Quais as dicas que você dá para outros brasileiros que querem entrar nesse mercado?
A dica que eu dou para alguém que está pensando em trabalhar como figuração, em paralelo com os seus estudos é: vá! A figuração, por mais que tenha as suas questões, foi uma das melhores experiências e desafios que tive em Portugal. É importante ir com a mente aberta, não se deixar ser desrespeitado e se jogar de cabeça nessa aventura. É algo muito interessante para quem está pensando em começar. Outra dica extremamente importante para quem irá buscar as agências para se inscrever é questionar acerca do pagamento de book fotográfico ou de inscrições com valores exorbitantes. Pesquise muito bem as agências em que pretende se inscrever e, se possível, busque referências de pessoas que já trabalharam para essas empresas. Existem muitas agências que respeitam e tem compromisso com os figurantes, mas também existem muitas que vendem uma falsa ideia de fama, de possibilidade de trabalho e que não respeitam minimamente o trabalhador, achando que estão fazendo um favor ao contratá-lo. Assim, como tudo na vida, cautela e pesquisa prévia são essenciais.

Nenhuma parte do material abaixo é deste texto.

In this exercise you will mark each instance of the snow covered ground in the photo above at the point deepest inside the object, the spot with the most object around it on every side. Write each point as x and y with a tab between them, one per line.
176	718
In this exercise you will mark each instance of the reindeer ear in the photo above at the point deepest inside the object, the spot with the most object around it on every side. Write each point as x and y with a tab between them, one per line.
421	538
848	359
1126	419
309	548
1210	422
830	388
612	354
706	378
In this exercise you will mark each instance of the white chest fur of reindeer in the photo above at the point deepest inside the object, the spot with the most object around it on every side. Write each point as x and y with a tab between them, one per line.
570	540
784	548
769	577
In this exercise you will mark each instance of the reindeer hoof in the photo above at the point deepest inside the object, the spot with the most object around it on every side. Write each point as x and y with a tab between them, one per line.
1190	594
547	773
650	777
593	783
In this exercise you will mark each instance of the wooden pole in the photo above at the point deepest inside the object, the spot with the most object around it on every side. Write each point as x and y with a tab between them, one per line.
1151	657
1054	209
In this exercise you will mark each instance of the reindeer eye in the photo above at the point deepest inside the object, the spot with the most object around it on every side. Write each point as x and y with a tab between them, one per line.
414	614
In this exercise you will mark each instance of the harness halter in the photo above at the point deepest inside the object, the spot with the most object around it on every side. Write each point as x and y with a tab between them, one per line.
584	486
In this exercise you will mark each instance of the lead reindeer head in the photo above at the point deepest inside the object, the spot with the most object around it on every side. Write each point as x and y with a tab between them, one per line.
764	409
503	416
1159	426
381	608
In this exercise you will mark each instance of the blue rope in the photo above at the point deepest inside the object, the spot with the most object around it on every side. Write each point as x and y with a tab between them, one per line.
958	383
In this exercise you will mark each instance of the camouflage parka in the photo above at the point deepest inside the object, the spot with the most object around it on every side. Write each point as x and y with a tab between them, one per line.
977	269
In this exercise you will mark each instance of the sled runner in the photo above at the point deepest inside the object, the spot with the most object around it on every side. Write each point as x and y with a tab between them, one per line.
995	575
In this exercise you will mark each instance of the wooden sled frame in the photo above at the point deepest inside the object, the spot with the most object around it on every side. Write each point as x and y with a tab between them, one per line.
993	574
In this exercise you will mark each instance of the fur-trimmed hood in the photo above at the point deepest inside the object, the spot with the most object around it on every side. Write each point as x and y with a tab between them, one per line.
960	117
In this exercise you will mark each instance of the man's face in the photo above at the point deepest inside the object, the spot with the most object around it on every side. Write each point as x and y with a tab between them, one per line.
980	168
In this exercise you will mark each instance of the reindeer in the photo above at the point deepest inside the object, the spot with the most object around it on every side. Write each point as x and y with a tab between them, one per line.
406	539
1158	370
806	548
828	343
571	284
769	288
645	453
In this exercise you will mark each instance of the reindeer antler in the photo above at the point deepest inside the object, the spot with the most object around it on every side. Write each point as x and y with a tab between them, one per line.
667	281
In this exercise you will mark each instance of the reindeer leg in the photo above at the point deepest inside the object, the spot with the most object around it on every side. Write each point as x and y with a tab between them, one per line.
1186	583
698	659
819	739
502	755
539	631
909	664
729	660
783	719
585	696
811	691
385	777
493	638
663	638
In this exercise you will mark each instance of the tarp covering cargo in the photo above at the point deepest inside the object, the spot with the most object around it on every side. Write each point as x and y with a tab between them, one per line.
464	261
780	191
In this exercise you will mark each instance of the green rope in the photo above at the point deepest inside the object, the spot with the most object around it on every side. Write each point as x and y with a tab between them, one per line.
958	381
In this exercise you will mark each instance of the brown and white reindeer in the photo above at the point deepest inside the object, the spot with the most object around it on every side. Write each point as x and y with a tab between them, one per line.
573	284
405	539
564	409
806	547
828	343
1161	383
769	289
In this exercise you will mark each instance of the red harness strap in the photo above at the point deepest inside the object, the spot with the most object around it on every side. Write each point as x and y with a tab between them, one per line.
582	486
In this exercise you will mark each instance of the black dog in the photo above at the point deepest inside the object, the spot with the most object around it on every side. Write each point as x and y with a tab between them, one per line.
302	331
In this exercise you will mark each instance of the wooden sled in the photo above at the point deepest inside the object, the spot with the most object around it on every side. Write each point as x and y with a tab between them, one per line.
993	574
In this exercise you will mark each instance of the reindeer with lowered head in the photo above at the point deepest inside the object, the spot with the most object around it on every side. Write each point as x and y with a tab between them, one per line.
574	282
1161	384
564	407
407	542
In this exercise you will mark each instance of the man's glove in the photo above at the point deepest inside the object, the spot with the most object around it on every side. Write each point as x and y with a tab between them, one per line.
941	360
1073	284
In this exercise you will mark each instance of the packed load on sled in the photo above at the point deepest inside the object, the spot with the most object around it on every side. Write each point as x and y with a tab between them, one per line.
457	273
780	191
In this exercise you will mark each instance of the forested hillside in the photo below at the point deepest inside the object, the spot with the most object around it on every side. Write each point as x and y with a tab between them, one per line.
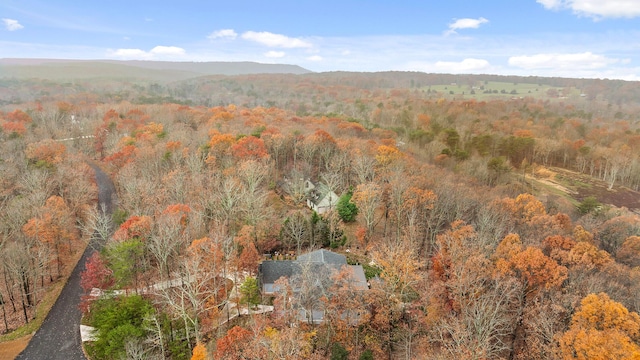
494	217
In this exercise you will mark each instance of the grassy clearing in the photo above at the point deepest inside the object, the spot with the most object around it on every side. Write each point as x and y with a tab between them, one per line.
502	90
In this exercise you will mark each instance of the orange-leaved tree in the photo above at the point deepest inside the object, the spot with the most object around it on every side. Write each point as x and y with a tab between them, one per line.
601	329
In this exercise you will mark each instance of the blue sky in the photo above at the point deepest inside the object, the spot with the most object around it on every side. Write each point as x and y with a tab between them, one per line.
570	38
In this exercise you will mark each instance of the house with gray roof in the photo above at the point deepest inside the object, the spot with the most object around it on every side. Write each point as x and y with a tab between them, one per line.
311	277
320	198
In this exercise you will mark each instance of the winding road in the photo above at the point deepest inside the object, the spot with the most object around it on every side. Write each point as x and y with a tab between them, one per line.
59	335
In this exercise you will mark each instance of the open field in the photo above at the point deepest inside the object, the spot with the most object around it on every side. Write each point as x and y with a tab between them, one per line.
577	187
501	90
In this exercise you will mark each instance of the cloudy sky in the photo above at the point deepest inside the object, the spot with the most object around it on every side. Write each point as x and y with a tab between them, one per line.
572	38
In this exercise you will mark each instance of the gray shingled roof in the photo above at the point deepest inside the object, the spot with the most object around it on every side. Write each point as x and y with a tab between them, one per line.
323	262
273	270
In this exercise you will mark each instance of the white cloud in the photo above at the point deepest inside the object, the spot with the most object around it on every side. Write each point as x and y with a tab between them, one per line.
167	50
574	61
464	66
466	24
274	54
131	54
596	9
156	53
550	4
275	40
12	25
223	34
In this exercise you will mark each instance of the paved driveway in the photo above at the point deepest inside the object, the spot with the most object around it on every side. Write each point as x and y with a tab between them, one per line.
59	336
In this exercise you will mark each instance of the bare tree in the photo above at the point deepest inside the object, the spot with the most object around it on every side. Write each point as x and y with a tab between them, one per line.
295	186
296	230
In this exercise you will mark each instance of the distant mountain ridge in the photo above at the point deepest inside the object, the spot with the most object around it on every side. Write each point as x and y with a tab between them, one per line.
58	69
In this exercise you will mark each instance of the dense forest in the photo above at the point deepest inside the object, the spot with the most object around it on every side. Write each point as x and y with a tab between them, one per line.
495	217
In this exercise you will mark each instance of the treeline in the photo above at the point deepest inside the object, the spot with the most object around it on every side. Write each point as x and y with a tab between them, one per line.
464	260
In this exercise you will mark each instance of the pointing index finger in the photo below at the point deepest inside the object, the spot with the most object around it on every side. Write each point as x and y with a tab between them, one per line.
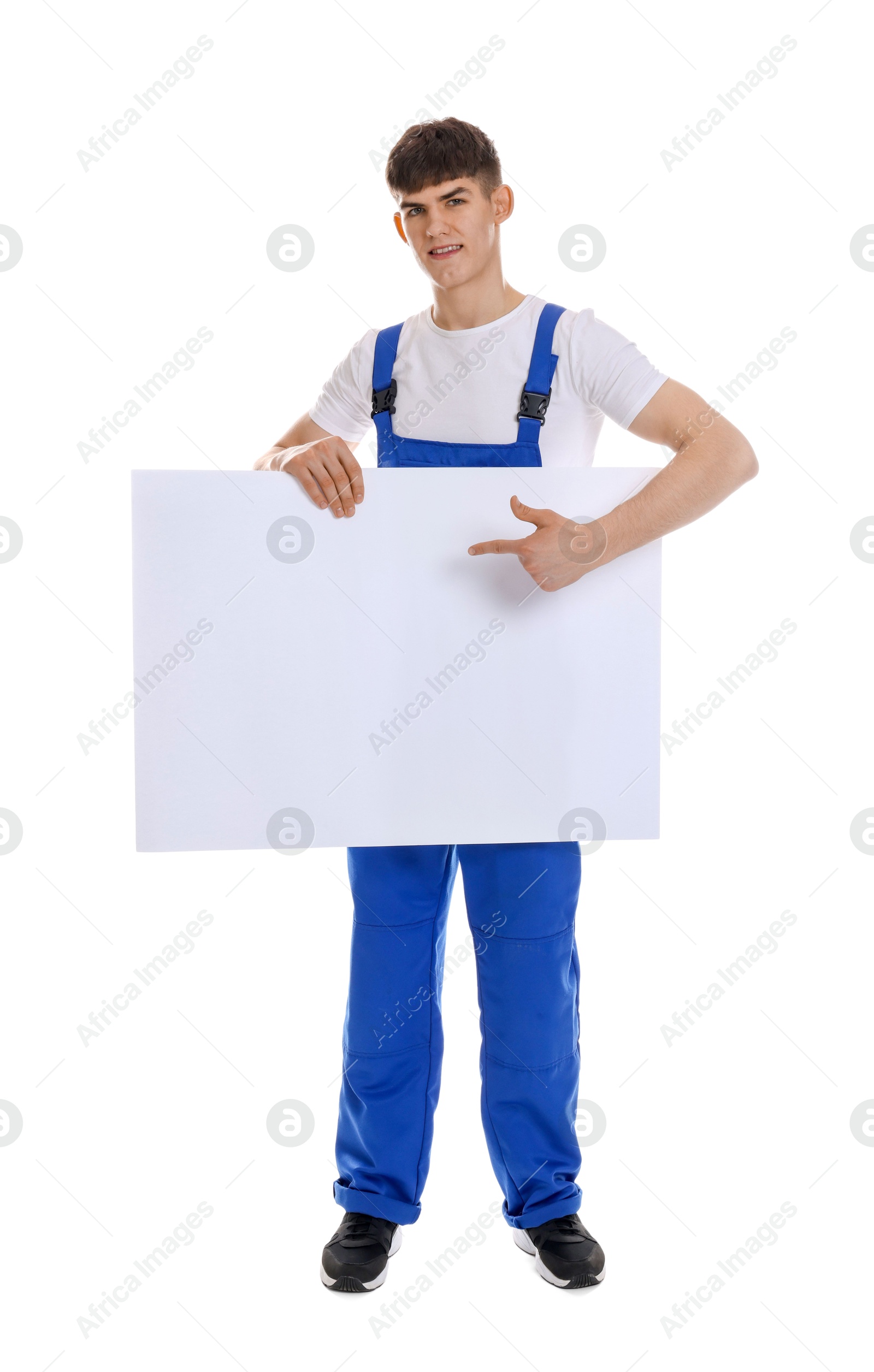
497	545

Você sentiu algum tipo de discriminação?
Faz dois anos que trabalho com figuração, dentre outros trabalhos dentro das gravações. Até hoje, nunca sofri nenhum tipo de discriminação, seja ela qual for.
Quais as agências onde você consegue trabalhos?

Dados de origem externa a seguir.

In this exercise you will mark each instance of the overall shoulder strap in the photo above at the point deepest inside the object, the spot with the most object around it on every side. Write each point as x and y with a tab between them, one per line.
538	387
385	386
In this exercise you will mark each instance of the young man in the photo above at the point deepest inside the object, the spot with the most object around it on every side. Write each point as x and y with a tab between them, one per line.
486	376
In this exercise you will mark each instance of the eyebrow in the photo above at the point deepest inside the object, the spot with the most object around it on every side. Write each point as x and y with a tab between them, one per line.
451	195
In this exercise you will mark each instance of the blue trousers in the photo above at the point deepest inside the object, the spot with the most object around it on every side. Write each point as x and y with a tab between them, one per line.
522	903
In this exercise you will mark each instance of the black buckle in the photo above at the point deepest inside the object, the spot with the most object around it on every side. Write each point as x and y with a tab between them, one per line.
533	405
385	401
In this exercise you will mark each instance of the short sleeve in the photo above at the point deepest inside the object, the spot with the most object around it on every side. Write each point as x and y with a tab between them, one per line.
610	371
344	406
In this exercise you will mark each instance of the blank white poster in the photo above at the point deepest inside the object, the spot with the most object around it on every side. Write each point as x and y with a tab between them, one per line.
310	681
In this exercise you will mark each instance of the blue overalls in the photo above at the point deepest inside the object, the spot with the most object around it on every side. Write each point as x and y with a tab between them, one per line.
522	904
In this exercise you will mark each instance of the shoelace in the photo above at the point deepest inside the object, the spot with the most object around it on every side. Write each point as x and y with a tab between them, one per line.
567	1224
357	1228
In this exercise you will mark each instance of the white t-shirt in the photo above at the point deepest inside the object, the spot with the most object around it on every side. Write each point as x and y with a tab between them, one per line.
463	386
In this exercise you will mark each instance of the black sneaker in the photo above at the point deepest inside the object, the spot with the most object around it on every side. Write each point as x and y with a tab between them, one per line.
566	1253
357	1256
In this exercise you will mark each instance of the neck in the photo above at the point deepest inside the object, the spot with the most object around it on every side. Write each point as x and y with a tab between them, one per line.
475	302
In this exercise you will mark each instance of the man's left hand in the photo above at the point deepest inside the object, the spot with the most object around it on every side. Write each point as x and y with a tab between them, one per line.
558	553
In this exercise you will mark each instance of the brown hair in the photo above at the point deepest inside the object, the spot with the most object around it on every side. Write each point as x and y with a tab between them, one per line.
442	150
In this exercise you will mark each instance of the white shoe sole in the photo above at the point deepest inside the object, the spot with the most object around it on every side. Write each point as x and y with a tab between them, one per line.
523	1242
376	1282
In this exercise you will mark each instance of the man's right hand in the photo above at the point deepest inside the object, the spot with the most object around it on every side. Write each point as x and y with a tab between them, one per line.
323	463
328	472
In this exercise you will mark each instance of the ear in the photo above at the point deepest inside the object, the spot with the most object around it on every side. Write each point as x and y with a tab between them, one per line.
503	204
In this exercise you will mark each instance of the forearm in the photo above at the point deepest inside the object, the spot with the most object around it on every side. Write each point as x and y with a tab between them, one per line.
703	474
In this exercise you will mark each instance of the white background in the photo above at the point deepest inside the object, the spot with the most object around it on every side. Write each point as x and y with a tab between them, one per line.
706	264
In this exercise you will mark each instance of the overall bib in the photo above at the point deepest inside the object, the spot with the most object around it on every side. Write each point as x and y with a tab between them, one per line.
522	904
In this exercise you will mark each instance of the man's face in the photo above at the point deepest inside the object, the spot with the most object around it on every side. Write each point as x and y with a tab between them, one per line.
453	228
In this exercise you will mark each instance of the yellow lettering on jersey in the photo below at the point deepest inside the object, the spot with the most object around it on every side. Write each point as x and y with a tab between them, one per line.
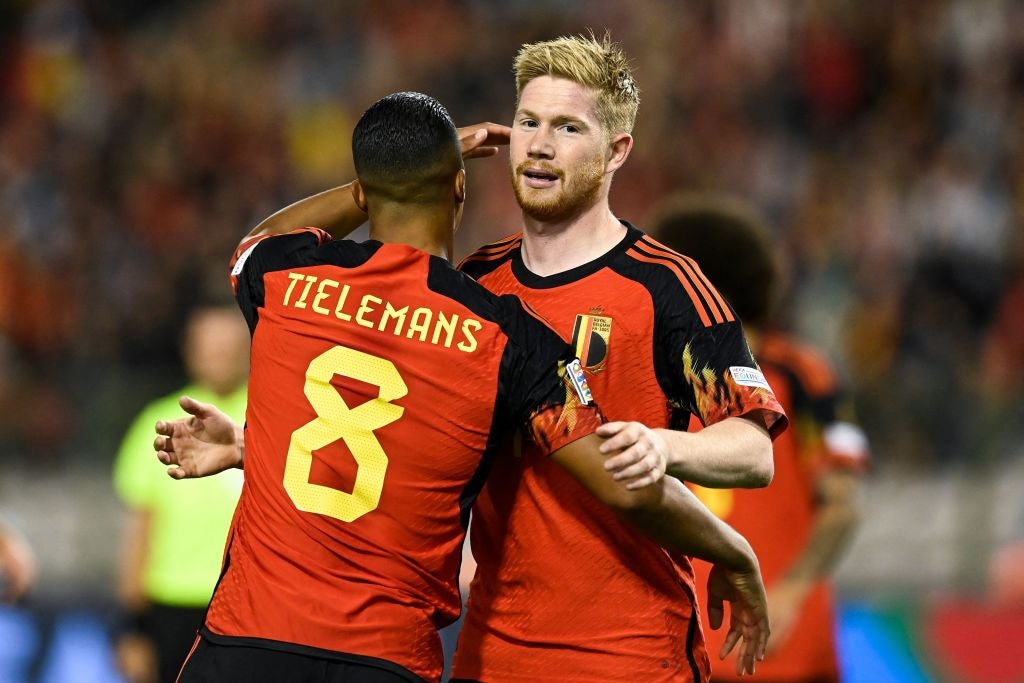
294	276
301	303
321	295
435	327
444	325
420	323
365	308
339	311
391	313
468	326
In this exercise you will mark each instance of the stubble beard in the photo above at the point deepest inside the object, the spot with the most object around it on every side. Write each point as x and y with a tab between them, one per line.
580	193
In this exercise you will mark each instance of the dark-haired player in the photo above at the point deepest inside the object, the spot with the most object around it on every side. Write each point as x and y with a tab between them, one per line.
382	381
802	523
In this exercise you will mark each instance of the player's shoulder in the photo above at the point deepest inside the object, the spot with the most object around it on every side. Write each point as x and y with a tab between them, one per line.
807	365
675	281
488	257
460	287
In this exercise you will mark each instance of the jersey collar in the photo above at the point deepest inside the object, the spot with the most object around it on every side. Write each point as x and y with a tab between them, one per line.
529	279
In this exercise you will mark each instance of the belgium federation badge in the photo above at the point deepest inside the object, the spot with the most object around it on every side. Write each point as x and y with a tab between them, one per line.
591	337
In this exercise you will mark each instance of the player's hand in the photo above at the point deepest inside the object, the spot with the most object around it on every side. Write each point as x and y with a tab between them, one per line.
200	445
482	139
749	623
17	565
643	457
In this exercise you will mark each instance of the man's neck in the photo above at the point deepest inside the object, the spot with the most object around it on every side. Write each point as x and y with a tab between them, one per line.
552	248
430	232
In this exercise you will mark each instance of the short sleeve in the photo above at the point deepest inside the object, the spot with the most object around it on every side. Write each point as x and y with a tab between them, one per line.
713	373
542	382
257	255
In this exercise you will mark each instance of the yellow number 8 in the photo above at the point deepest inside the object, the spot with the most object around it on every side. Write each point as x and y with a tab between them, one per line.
335	420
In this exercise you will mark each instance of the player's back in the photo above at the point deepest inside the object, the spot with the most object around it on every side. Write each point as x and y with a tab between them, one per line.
380	380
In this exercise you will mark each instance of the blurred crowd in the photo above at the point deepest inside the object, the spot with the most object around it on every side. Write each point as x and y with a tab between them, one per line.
138	141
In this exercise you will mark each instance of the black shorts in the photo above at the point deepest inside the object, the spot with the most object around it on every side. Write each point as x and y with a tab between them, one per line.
213	663
172	631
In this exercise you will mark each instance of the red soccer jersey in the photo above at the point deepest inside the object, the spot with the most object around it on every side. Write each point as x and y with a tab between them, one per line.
807	386
564	590
381	380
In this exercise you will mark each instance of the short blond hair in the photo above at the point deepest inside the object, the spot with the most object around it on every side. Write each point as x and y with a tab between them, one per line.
600	65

No que se refere a agências, atualmente, estou trabalhando muito para a Estoril Models. Também estou inscrito na Bendita Profissão e na Plural Castings. De emissoras de televisão, já trabalhei para RTP, SIC e TVI. De plataformas digitais, para a Netflix (de vários países diferentes) e para a Disney Plus. De produção propriamente dita, é difícil dizer os nomes, pois foram muitos os trabalhos. Além de que, existem projetos que sabemos o mínimo possível, considerando o sigilo daquela gravação.